# Introduction to Artificial Neural Networks

# Imports

In [None]:
import numpy as np
import tensorflow as tf
from tensorflow import keras
import matplotlib.pyplot as plt
import matplotlib
import matplotlib_inline.backend_inline

matplotlib_inline.backend_inline.set_matplotlib_formats('retina')
matplotlib.rcParams['figure.figsize'] = (12, 8)
matplotlib.rcParams['figure.dpi'] = 100

# Artificial Neural Networks (ANNs)

An Artificial Neural Network is a nesting of functions arranged in layers.

## What is a Neuron?

![image](https://drive.google.com/uc?export=view&id=1qSVls_zidJ-nGcExfBHQrdEwD_xO_ZjR)


Linear function: $Wx + b$

Non-linearity (activation function): $f(x)$

Every neuron computes: $f(Wx + b)$

A single neuron is a Linear Regression if specified without an activation function.
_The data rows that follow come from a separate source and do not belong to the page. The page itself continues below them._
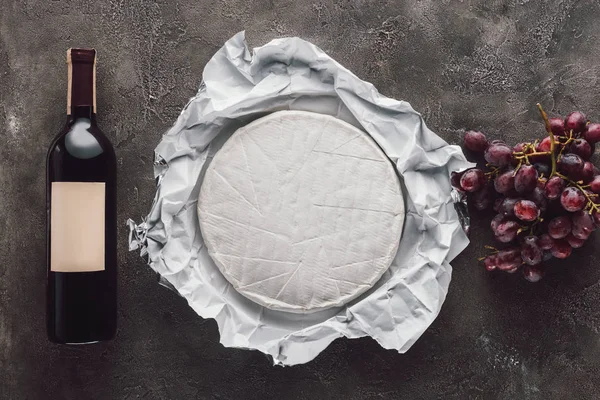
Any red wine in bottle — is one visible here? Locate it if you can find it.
[46,49,117,344]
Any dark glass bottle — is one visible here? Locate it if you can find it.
[46,49,117,344]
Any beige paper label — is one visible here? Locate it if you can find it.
[50,182,106,272]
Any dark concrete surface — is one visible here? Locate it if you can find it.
[0,0,600,399]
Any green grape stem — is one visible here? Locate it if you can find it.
[537,103,556,178]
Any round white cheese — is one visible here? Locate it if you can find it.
[198,111,404,313]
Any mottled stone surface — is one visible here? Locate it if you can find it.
[0,0,600,399]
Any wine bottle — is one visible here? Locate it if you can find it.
[46,48,117,344]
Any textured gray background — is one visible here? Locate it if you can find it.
[0,0,600,399]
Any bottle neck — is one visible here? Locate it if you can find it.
[67,49,96,120]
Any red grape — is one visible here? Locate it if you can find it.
[513,142,525,153]
[527,187,548,214]
[484,142,512,167]
[569,139,594,160]
[464,131,488,153]
[498,197,521,217]
[548,215,571,239]
[592,211,600,225]
[490,214,508,233]
[495,221,521,243]
[590,175,600,193]
[557,153,583,178]
[460,168,485,192]
[521,236,543,265]
[581,161,595,183]
[583,124,600,144]
[473,185,495,211]
[538,233,554,250]
[566,235,585,249]
[565,111,587,133]
[544,176,567,200]
[515,165,538,193]
[494,169,515,193]
[523,264,546,283]
[551,239,573,259]
[494,197,504,213]
[535,136,552,151]
[514,200,540,222]
[496,247,521,271]
[560,186,586,212]
[483,254,498,271]
[571,210,596,233]
[548,118,565,136]
[450,172,463,190]
[533,163,550,177]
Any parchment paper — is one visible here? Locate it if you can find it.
[128,32,472,365]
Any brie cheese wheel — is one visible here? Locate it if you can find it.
[198,111,405,313]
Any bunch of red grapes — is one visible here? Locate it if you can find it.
[452,104,600,282]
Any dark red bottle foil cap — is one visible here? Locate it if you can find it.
[67,48,96,114]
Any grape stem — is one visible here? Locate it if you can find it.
[537,103,556,178]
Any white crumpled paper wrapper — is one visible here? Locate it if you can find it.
[129,32,471,365]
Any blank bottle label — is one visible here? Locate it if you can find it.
[50,182,106,272]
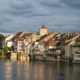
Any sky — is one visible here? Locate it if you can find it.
[0,0,80,34]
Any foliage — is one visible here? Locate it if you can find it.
[4,46,9,55]
[0,34,5,41]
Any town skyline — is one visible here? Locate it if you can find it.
[0,0,80,34]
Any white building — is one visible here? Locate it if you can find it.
[2,34,14,48]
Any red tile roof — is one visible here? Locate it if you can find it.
[14,32,23,38]
[41,25,46,29]
[22,33,33,38]
[44,38,57,46]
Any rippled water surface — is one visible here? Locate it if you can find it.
[0,59,80,80]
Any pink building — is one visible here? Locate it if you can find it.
[39,25,48,36]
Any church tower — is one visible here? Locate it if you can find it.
[39,25,48,36]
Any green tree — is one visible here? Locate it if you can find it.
[0,34,5,41]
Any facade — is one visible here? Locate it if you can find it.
[14,32,37,54]
[2,34,14,48]
[39,25,48,36]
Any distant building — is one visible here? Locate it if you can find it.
[39,25,48,36]
[2,34,14,48]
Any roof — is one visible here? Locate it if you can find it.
[22,33,33,38]
[8,39,13,42]
[41,25,46,29]
[44,38,57,46]
[14,31,23,38]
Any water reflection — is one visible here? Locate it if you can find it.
[0,59,80,80]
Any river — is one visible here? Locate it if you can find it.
[0,58,80,80]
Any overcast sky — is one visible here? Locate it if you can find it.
[0,0,80,34]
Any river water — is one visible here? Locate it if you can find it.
[0,58,80,80]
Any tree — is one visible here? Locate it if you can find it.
[0,34,5,41]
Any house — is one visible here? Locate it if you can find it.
[43,31,59,42]
[61,33,80,62]
[14,32,37,53]
[39,25,48,36]
[2,34,14,48]
[13,31,24,53]
[71,36,80,63]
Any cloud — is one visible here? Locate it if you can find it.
[59,0,80,9]
[0,0,80,33]
[39,0,63,8]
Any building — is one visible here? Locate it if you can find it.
[39,25,48,36]
[2,34,14,48]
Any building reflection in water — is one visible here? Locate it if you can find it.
[0,59,80,80]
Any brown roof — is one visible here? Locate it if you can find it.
[14,32,23,38]
[22,33,33,38]
[7,39,13,42]
[41,25,46,29]
[44,38,57,46]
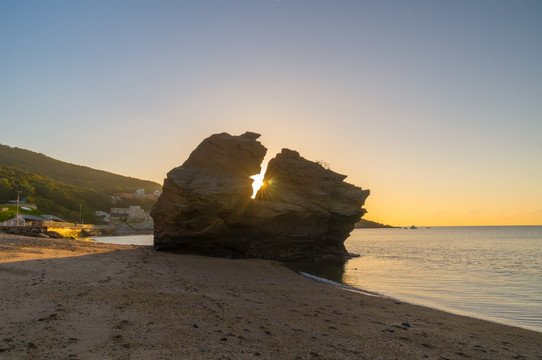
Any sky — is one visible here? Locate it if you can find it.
[0,0,542,226]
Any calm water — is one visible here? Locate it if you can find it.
[93,226,542,332]
[335,226,542,332]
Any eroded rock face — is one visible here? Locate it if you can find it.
[151,133,369,260]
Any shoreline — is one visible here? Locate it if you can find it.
[0,234,542,359]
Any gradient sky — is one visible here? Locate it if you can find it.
[0,0,542,225]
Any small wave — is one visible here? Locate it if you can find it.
[299,271,385,297]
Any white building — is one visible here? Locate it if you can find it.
[111,205,150,220]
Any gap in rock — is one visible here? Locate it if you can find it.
[250,164,267,199]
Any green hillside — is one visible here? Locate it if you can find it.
[0,144,162,194]
[0,167,111,223]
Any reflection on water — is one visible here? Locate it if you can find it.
[285,261,346,283]
[298,226,542,331]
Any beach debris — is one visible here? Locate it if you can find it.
[151,132,369,260]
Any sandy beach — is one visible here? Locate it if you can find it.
[0,234,542,360]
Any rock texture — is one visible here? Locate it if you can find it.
[151,132,369,260]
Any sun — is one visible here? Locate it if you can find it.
[250,169,265,199]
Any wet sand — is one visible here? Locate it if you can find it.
[0,234,542,359]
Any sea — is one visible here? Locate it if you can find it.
[91,226,542,332]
![image](https://drive.google.com/uc?export=view&id=1SniRhePcgf4SBNKUBaFsU4VDjzo3Kz1V)

---



Hidden layers predict connections between inputs automatically.

Deep Neural Networks (NNs) have more hidden layers.

![image](https://drive.google.com/uc?export=view&id=1pzhyOacSy7rzcOsMPzdaxVmOr0g5CCTF)

## Why multiple layers?

The intuition is that the network gradually makes relations with data from simple to complex.
In each layer it tries to model a relation with the previous layer.

Face recognition:
Image -> Edges -> Face parts -> Faces -> Desired face

Audio recognition:
Audio -> Low level sound features -> Phonemes -> Words -> Sentences

# Shallow or deep?

Deep > Shallow

## Is it similar to how our brain works?

This is an over simplified analogy between a single brain neuron and NN unit.

## Activation Functions

Popular functions:
* `Sigmoid` $\sigma (x) = {1 \over{1 + e^{-x}}}$
* `tanh`
* Leaky ReLU, $Leaky ReLU(x) = max(0.1x, x)$
* Rectified Linear Unit (ReLU), $ReLU(x) = max(0, x)$

In [None]:
def sigmoid(x):
    return 1. / (1. + np.exp(-x))

def relu(x):
    return np.maximum(x, 0)

def leakyrelu(x):
    return np.maximum(x, 0.1*x)

def tanh(x):
    return np.tanh(x)

fig, ax = plt.subplots(nrows=2, ncols=2)

x = np.linspace(-10, 10, num=50)
ax[0, 0].plot(x, relu(x))
ax[0, 0].set_title('relu(x)')
ax[0, 0].grid(True)

ax[0, 1].plot(x, leakyrelu(x))
ax[0, 1].set_title('leakyrelu(x)')
ax[0, 1].grid(True)

ax[1, 0].plot(x, sigmoid(x))
ax[1, 0].set_title('sigmoid(x)')
ax[1, 0].grid(True)

ax[1, 1].plot(x, tanh(x))
ax[1, 1].set_title('tanh(x)')
ax[1, 1].grid(True)

plt.show()

### Why non-linear activation functions?

If we remove the activation function, our algorithm would be linear.
Stacking multiple linear functions together result in a linear function.
The intuition here is that since our dataset is non-linear, we give the network the ability to learn non-linearities.

# More vocabulary

## Hyperparameters

* Number of hidden layers
* Number of neurons in each layer
* Learning rate
* Activation functions
* initialization of weights
* batch size

## Weight initialization

It's important to initialize the weights with values different than $0$, and not constant.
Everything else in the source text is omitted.